The Redesdale Bridge is one of the oldest iron lattice-truss bridges in Victoria, Australia. The Redesdale Bridge is a wrought iron and timber structure with bluestone abutments, spanning the Campaspe River near the town of Redesdale.

==History==
The bridge was completed in January 1868, despite a carved commemoration stone having the date 1867. In early 2015, the name of Redesdale Bridge was adopted by the Office of Geographic Names and formally gazetted in the Victorian Government Gazette on 19 March 2015.

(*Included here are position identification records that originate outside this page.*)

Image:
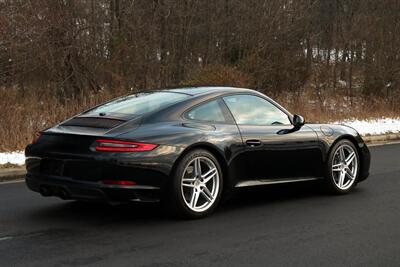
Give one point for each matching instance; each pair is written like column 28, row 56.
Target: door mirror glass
column 298, row 121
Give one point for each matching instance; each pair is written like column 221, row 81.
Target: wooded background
column 71, row 52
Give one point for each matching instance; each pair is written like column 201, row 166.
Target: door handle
column 253, row 143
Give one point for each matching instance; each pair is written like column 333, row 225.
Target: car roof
column 201, row 90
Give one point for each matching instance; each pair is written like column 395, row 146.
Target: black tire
column 175, row 201
column 329, row 180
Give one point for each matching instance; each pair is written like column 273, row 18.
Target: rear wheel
column 342, row 167
column 197, row 185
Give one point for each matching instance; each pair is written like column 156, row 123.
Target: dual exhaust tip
column 59, row 192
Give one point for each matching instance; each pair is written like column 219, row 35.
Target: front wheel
column 197, row 185
column 342, row 167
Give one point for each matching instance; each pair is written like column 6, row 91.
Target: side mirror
column 298, row 121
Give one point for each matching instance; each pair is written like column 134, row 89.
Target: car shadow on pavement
column 241, row 201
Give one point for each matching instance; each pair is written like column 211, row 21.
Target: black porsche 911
column 188, row 147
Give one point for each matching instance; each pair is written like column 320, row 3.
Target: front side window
column 210, row 111
column 254, row 110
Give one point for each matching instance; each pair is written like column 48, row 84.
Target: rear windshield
column 136, row 104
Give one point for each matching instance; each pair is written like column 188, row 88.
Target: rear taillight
column 36, row 138
column 122, row 146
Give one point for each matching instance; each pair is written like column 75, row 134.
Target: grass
column 24, row 114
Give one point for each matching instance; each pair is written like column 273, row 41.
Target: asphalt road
column 291, row 225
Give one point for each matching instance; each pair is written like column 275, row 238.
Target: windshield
column 136, row 104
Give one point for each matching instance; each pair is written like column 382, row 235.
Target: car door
column 272, row 147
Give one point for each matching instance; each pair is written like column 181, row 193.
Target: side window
column 254, row 110
column 210, row 111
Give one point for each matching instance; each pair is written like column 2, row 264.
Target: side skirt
column 274, row 181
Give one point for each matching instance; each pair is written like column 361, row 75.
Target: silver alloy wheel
column 200, row 184
column 344, row 166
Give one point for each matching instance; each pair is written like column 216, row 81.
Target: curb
column 383, row 138
column 12, row 174
column 19, row 173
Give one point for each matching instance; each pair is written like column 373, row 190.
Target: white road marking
column 384, row 143
column 13, row 181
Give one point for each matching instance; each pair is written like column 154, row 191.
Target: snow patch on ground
column 364, row 127
column 16, row 158
column 375, row 126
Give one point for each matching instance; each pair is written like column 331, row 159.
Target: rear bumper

The trusses for the bridge were originally imported in 1859 for the Hawthorn Bridge over the Yarra River connecting the suburbs of Richmond and Hawthorn. The ship Herald of the Morning, at the end of its second voyage to Australia in 1859, whilst bringing 419 immigrants and a mixed cargo that included the wrought iron trusses, caught fire and sank in Hobsons Bay. As a result, the Hawthorn bridge was delayed for several years while new trusses were made and shipped out to Australia.

Ten years later the original trusses were salvaged from wreck of Herald of the Morning at the bottom of Hobsons Bay and sold privately to the Melbourne foundry Langlands & Co. The wreck was advertised for sale on 29 November 1859. Two hundred tons of ironwork were purchased by the goldfields shires of McIvor and Metcalfe for £1000. Prominent Melbourne engineer T.B. Muntz designed the bridge and contractor Thomas Doran won the construction contract. The final cost of the bridge was £6274.

The bridge was constructed with a divided-lane through-truss design, created specifically for the difficult river crossing and unique in Victoria. The trusses were originally intended for a deck truss design, but were adapted to allow their use as through trusses with stiffening arches connecting them above the roadway. Two separate roadways with an intervening stone pillar separating them have caused problems for modern traffic. The road deck is made with longitudinal timber planks on large timber cross girders that are supported on the lower chords of the trusses.

===Similar bridge ===
Whereas the huge lattice truss girders of the Redesdale Bridge had been imported from England in 1859, the colonial engineering works which had in the meantime developed to service reef and deep lead mining were quite capable of supplying such products for the Central Victorian, Glenmona Bridge, by 1870.